AI summary of the abstract below.
| Journal | Eur Heart J, 2021 |
|---|---|
| Citations | 19 |
| Relative citation ratio | 1.23 |
| NIH percentile | 57 |
| Molecules | dulaglutide |
| Conditions studied | Type 2 Diabetes, Cardiovascular Risk Reduction |
Abstract
OBJECTIVE: Recent European Guidelines for Diabetes, Prediabetes and Cardiovascular Diseases introduced a shift in managing patients with type 2 diabetes at high risk for or established cardiovascular (CV) disease by recommending GLP-1 receptor agonists and SGLT-2 inhibitors as initial glucose-lowering therapy. This is questioned since outcome trials of these drug classes had metformin as background therapy. In this post hoc analysis, the effect of dulaglutide on CV events was investigated according to the baseline metformin therapy by means of a subgroup analysis of the Researching Cardiovascular Events with a Weekly Incretin in Diabetes (REWIND) trial.
RESEARCH DESIGN AND METHODS: Patients in REWIND (n = 9901; women: 46.3%; mean age: 66.2 years) had type 2 diabetes and either a previous CV event (31%) or high CV risk (69%). They were randomized (1:1) to sc. dulaglutide (1.5 mg/weekly) or placebo in addition to standard of care. The primary outcome was the first of a composite of nonfatal myocardial infarction, nonfatal stroke, and death from cardiovascular or unknown causes. Key secondary outcomes included a microvascular composite endpoint, all-cause death, and heart failure. The effect of dulaglutide in patients with and without baseline metformin was evaluated by a Cox regression hazard model with baseline metformin, dulaglutide assignment, and their interaction as independent variables. Adjusted hazard ratios (HRs) and 95% confidence intervals (CIs) were estimated by a Cox regression model with adjustments for factors differing at baseline between people with vs. without metformin, identified using the backward selection.

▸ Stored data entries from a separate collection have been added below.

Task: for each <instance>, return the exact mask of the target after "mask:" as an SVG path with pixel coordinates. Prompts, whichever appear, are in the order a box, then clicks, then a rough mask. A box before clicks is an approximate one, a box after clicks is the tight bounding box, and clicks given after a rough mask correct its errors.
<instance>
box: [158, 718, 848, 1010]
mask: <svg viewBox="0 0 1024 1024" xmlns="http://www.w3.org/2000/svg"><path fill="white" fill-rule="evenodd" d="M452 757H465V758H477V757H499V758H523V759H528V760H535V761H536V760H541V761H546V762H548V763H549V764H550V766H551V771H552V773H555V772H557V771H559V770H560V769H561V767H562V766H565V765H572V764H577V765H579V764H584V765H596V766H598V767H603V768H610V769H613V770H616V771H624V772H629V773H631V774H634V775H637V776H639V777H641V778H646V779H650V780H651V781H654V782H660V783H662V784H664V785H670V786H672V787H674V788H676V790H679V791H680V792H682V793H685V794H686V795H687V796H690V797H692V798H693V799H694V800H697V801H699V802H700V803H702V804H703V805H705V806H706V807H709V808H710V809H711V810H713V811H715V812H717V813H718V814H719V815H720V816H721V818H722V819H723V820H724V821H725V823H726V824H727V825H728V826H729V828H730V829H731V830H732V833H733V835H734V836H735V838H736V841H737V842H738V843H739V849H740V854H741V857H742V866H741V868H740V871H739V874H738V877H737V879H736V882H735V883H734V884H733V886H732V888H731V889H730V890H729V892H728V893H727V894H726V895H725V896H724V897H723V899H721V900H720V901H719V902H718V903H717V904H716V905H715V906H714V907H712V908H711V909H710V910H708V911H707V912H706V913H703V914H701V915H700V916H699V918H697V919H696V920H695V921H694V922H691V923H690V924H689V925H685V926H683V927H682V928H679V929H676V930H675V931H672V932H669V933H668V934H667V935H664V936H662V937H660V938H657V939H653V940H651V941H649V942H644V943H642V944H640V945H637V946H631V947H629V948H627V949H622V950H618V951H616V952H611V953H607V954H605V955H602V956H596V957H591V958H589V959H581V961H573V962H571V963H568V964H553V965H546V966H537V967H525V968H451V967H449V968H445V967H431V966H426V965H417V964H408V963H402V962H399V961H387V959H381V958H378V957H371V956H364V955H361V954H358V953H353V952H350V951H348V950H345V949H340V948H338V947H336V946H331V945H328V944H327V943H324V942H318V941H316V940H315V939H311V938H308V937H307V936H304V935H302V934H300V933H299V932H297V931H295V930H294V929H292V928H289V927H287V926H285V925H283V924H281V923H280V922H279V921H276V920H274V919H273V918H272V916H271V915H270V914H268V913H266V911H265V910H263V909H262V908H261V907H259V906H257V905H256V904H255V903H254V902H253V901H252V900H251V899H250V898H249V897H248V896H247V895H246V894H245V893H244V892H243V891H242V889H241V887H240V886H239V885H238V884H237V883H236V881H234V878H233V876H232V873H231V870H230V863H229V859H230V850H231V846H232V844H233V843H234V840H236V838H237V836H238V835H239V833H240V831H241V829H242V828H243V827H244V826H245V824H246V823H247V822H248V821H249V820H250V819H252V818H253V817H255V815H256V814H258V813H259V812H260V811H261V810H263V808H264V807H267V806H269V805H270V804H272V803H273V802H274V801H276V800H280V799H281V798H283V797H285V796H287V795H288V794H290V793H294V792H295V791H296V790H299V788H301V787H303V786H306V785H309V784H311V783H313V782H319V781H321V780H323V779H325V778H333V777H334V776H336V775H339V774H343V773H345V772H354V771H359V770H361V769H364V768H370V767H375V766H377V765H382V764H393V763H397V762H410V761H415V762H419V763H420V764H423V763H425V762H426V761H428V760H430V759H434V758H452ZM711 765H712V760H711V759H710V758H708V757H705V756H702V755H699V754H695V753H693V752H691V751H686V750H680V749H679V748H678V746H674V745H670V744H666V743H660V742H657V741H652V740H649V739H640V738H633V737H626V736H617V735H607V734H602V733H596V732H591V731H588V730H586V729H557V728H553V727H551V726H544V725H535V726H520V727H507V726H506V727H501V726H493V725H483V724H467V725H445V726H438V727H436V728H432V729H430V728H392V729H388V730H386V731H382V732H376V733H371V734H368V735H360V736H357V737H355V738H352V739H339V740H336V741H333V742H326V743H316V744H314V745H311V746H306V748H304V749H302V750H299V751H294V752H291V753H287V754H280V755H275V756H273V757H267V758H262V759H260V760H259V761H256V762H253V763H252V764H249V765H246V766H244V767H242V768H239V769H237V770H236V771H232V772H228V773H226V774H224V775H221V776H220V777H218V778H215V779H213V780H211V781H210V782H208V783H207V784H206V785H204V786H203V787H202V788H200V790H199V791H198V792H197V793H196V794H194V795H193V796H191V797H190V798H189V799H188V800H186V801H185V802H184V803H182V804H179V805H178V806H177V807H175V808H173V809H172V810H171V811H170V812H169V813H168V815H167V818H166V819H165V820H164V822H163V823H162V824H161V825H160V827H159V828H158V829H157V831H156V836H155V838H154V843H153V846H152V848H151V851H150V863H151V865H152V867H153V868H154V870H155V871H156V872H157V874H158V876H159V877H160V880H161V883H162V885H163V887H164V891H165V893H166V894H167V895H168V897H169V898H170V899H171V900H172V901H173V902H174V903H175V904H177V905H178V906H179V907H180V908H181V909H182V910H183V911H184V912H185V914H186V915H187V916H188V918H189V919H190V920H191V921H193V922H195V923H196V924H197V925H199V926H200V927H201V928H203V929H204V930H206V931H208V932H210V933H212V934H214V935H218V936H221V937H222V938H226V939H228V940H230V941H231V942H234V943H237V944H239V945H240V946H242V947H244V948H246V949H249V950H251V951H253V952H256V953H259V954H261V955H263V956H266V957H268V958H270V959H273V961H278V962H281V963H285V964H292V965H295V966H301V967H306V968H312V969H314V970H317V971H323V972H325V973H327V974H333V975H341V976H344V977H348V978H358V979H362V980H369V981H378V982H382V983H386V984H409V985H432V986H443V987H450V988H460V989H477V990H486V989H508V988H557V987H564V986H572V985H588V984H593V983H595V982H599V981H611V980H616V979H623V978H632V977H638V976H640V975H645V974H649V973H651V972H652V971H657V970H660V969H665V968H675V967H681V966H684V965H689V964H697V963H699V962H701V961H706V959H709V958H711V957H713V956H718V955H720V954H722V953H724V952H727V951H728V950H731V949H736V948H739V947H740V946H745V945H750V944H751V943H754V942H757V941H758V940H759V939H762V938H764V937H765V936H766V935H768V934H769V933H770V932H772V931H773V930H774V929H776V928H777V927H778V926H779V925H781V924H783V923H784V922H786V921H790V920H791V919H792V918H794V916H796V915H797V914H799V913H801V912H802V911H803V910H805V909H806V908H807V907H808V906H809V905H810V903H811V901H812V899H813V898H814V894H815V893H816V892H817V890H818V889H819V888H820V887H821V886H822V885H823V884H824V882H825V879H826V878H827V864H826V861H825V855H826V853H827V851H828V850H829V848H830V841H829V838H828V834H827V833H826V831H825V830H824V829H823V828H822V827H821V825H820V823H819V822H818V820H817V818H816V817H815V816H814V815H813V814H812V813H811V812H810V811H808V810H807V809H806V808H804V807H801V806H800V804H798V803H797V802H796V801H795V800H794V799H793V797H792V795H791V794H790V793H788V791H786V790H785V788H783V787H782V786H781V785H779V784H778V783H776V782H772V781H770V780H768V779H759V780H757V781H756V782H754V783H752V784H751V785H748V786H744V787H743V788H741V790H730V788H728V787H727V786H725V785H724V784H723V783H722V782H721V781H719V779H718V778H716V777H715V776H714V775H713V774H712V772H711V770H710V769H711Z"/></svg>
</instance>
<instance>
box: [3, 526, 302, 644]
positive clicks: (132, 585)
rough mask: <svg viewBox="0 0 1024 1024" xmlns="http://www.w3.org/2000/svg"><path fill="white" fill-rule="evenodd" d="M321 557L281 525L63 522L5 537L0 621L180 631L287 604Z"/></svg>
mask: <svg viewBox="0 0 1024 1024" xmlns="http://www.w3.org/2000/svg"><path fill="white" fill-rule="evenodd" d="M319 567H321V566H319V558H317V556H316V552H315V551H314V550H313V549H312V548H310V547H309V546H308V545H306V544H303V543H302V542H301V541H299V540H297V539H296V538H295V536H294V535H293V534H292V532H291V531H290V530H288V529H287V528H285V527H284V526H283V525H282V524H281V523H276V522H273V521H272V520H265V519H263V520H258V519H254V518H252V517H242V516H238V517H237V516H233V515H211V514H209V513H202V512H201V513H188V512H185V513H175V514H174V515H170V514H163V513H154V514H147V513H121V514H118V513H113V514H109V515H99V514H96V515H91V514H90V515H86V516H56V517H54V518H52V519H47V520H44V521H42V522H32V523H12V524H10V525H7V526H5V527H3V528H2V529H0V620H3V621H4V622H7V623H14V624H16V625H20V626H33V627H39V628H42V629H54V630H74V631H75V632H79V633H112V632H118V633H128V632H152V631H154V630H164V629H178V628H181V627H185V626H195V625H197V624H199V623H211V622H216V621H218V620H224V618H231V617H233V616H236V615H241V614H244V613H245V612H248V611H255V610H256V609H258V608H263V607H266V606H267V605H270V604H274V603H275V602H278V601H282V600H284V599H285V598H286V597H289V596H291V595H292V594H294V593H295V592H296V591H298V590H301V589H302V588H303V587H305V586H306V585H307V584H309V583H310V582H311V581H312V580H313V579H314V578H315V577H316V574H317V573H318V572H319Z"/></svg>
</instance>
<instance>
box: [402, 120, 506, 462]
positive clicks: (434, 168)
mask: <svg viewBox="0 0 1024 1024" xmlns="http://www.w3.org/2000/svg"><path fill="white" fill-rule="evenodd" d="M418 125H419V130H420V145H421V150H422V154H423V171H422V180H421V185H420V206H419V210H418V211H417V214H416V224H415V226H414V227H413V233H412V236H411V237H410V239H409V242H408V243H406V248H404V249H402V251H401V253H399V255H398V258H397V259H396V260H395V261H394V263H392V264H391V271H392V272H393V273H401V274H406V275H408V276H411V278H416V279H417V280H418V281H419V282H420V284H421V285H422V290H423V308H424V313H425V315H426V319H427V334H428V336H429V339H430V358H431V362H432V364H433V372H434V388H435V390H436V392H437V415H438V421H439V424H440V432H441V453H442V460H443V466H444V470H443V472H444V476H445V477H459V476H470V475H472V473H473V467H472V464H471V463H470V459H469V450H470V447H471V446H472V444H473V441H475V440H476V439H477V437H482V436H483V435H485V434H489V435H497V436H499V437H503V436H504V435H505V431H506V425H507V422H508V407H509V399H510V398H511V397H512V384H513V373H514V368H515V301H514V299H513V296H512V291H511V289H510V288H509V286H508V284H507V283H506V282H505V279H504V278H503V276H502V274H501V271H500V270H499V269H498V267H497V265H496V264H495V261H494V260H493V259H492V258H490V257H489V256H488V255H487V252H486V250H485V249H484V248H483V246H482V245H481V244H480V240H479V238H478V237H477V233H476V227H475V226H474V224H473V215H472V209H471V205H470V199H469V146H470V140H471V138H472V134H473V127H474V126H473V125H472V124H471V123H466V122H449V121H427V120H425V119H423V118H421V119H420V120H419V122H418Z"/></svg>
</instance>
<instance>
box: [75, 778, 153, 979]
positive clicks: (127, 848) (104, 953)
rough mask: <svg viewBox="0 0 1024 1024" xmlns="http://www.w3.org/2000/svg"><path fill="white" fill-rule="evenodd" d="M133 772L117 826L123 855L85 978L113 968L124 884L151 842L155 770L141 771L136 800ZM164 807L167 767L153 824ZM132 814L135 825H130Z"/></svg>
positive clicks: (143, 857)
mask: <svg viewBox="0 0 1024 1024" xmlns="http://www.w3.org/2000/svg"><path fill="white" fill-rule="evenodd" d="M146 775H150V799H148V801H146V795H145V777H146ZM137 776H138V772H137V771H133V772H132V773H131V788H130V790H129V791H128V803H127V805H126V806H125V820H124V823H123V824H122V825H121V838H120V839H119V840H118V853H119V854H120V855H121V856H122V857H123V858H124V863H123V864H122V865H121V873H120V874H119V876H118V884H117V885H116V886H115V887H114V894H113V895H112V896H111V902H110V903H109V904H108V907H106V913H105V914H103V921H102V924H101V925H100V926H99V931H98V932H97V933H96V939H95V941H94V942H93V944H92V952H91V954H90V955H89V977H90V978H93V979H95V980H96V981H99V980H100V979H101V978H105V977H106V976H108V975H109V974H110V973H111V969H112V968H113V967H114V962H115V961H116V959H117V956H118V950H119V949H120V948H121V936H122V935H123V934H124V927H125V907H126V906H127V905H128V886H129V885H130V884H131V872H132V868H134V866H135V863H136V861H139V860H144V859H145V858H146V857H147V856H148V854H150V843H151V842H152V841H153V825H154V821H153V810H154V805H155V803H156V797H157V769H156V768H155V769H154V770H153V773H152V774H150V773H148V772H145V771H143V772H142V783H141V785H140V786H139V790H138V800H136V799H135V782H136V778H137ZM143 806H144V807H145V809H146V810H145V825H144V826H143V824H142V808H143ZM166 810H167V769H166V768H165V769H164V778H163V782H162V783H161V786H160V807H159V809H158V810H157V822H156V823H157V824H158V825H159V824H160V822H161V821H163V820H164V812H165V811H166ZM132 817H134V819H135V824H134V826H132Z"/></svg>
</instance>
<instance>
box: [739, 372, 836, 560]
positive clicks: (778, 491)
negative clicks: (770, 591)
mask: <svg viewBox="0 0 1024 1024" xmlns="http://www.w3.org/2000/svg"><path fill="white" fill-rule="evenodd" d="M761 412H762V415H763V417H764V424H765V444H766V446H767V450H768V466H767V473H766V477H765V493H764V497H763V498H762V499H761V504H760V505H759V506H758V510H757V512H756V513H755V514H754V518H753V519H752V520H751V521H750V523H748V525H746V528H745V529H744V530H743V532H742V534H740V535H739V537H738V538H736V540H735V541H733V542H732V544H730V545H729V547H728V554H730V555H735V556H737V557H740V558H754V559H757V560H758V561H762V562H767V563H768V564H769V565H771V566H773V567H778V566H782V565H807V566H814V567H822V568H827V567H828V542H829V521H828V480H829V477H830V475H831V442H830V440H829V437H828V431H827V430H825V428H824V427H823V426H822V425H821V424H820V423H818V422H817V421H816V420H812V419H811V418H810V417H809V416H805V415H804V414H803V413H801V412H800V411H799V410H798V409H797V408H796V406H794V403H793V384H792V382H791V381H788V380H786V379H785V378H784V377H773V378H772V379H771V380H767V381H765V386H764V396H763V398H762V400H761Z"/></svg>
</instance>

RESULTS: Compared to patients with metformin at baseline (n = 8037; 81%), those without metformin (n = 1864; 19%) were older and slightly less obese and had higher proportions of women, prior CV events, heart failure, and renal disease. The primary outcome occurred in 976 (12%) participants with baseline metformin and in 281 (15%) without. There was no significant difference in the effect of dulaglutide on the primary outcome in patients with vs. without metformin at baseline [HR 0.92 (CI 0.81-1.05) vs. 0.78 (CI 0.61-0.99); interaction P = 0.18]. Findings for key secondary outcomes were similar in patients with and without baseline metformin.
CONCLUSION: This analysis suggests that the cardioprotective effect of dulaglutide is unaffected by the baseline use of metformin therapy.